October 16, 2018 | Weekly Commentary

A Word on Market Volatility

by Connor Darrell, Head of Investments
It was a difficult few days on Wall Street, and many investors have begun to wonder whether it is time to worry. Volatility has a way of surfacing just when investors are starting to feel comfortable, and it can make sticking to long-term plans exceptionally difficult. It seems like ages ago now, but many of us were in this same position of pondering the death of the bull market as recently as February of this year. But following the market sell-off in early 2018, markets were able to find their footing and eventually (briefly) regain new highs.

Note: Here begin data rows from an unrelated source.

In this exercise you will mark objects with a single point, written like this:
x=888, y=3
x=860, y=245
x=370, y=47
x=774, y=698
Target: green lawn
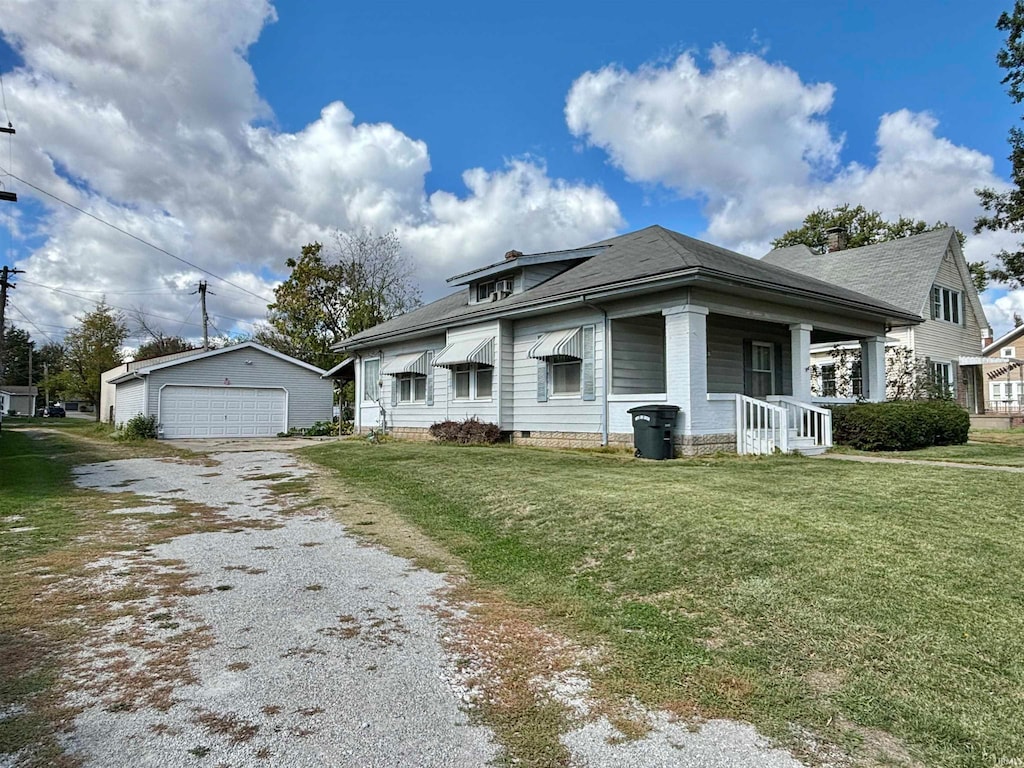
x=851, y=600
x=50, y=528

The market’s ascent occurred despite a difficult backdrop of escalating trade tensions, rising interest rates, and uncertainty regarding the future of monetary policy and the balance of power in Washington. The U.S. equity market was able to brush these things aside because companies were reporting strong earnings growth, the unemployment rate was near record low levels, and U.S. economic growth was accelerating. All these things (both the favorable and the unfavorable) are still true today. As is typical during long bull runs, the action we have observed over the past few trading days suggests that markets (potentially spooked by a modest but sudden jump in bond yields that occurred last week) are simply re-evaluating the risks we delineated above and their potential impacts on the forward outlook.

Ultimately, we are of the belief that the list of factors supporting markets far outweighs the list of potential concerns at this time, and we anticipate that markets will eventually arrive at the following conclusions:

  • The U.S. economy remains healthy (this is supported by the myriad of economic data we track on a regular basis and reiterated by comments made by Fed Chairman Jerome Powell just last week).
  • Monetary policy, while certainly moving in a restrictive direction, remains accommodative relative to history.
  • Interest rates are creeping up for the right reasons (healthy economic growth).

We anticipate that this bout of volatility will play out much like the last one. Our plan is to “stay the course” and believe clients will be well served to trust in their long-term financial plan. As human beings, we tend to focus on the short term. This is a natural inclination rooted in the “fight or flight” instincts that our ancestors relied upon for survival. The key to successful investing is to put these instincts aside and focus on the long term.